The "Solving Mysterious Relativity Paradox" theory is a new derivation of the famous equation E=mc^2, which was originally proposed by Albert Einstein in his theory of special relativity. This theory aims to provide a deeper understanding of the relationship between energy and mass, and how it is affected by the principles of relativity.
This new derivation takes into account the concept of "hidden momentum," which was not included in Einstein's original equation. This hidden momentum accounts for the momentum of the electromagnetic field in addition to the momentum of the particles themselves. By including this hidden momentum, the equation becomes more accurate and can better explain certain phenomena.

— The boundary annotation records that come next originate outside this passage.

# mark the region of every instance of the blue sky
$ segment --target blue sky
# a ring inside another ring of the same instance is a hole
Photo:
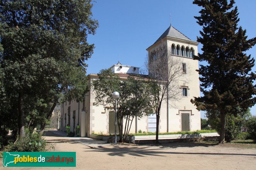
[[[236,0],[240,21],[238,26],[246,29],[248,38],[256,36],[255,0]],[[142,67],[147,55],[146,49],[152,45],[172,25],[191,40],[196,41],[202,27],[194,16],[199,16],[200,8],[191,0],[159,1],[98,0],[93,3],[93,18],[99,27],[88,41],[95,45],[87,63],[87,74],[97,73],[120,61],[123,65]],[[201,44],[198,52],[202,53]],[[256,46],[246,52],[256,58]],[[204,63],[199,63],[203,64]],[[256,66],[253,70],[256,70]],[[256,106],[251,110],[256,115]],[[201,112],[201,117],[204,116]]]

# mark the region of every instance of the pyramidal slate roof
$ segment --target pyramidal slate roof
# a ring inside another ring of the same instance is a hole
[[[174,38],[197,43],[196,41],[191,40],[185,36],[184,34],[175,29],[174,27],[172,26],[170,26],[166,30],[166,31],[164,33],[160,36],[160,37],[159,37],[157,40],[155,42],[154,44],[155,44],[156,42],[160,41],[165,37]]]

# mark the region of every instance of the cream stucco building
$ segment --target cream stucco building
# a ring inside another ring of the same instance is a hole
[[[198,69],[198,61],[193,59],[193,55],[197,55],[198,43],[191,40],[171,26],[147,49],[149,57],[151,57],[154,51],[163,44],[168,50],[171,50],[170,52],[174,57],[182,59],[182,67],[185,67],[183,68],[186,69],[186,66],[189,66],[191,71],[189,81],[186,84],[180,83],[180,88],[182,89],[180,95],[182,97],[177,102],[178,108],[172,108],[166,101],[162,104],[159,132],[200,129],[200,112],[190,102],[193,97],[200,96],[199,76],[196,71]],[[125,81],[129,75],[136,75],[139,73],[139,68],[122,65],[119,62],[110,68],[112,72],[119,75],[121,81]],[[92,81],[98,79],[98,77],[96,74],[91,74],[88,77],[90,87]],[[94,99],[93,90],[91,89],[84,95],[84,100],[83,102],[67,101],[62,103],[60,130],[66,130],[66,126],[69,123],[71,131],[75,131],[76,124],[79,123],[80,135],[82,137],[90,137],[90,135],[93,133],[114,133],[113,109],[106,109],[104,106],[93,106]],[[130,132],[135,133],[139,130],[155,132],[156,121],[154,114],[145,116],[140,120],[136,119],[132,122]]]

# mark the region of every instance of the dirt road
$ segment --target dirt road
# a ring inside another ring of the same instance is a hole
[[[54,136],[54,135],[48,136]],[[232,144],[171,143],[158,145],[109,145],[93,148],[62,137],[45,137],[55,151],[76,152],[76,167],[36,169],[255,169],[256,148]],[[35,168],[0,169],[34,169]]]

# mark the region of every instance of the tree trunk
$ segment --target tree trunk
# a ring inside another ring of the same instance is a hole
[[[159,144],[159,141],[158,140],[158,134],[159,132],[159,120],[160,119],[160,115],[159,113],[156,114],[156,143]]]
[[[48,115],[47,115],[47,116],[46,118],[46,119],[49,120],[52,117],[52,112],[53,111],[54,108],[55,108],[55,107],[56,106],[57,104],[57,103],[56,102],[53,103],[53,104],[52,105],[52,107],[51,110],[50,110],[50,111],[48,113]],[[43,133],[44,133],[44,129],[46,127],[46,122],[44,122],[41,124],[41,127],[40,127],[40,134],[41,135],[42,135],[43,134]]]
[[[19,132],[20,141],[25,137],[25,129],[24,128],[24,109],[23,108],[24,94],[22,90],[19,92],[18,110],[19,110]]]
[[[220,131],[219,144],[224,144],[225,142],[225,114],[220,112]]]

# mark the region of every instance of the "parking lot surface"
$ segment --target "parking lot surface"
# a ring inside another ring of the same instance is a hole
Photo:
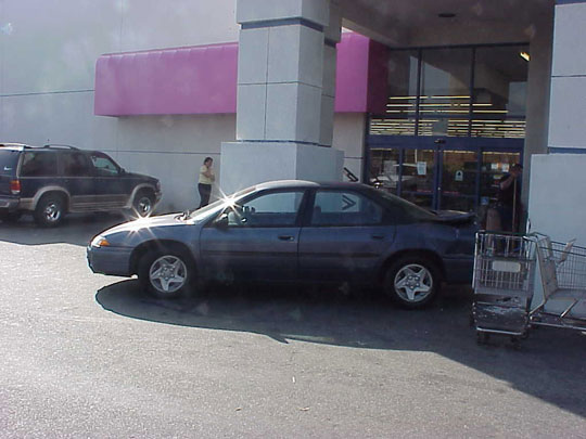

This new derivation was discovered by a team of scientists who were studying the behavior of particles in high-energy collisions. Through their research, they were able to uncover the concept of hidden momentum and incorporate it into the equation, resulting in a more comprehensive and accurate understanding of the relationship between energy and mass.
This new derivation could potentially lead to a better understanding of the behavior of particles at high energies, which could have implications for fields such as particle physics, cosmology, and energy production. It could also lead to further developments in the study of relativity and potentially open up new avenues for research in this area.
As with any scientific theory, there may be limitations or areas that require further research and refinement. This new derivation is still in its early stages and will likely undergo further scrutiny and testing in the scientific community. Additionally, it may only apply to certain scenarios and may not be a universal explanation for all cases involving energy and mass.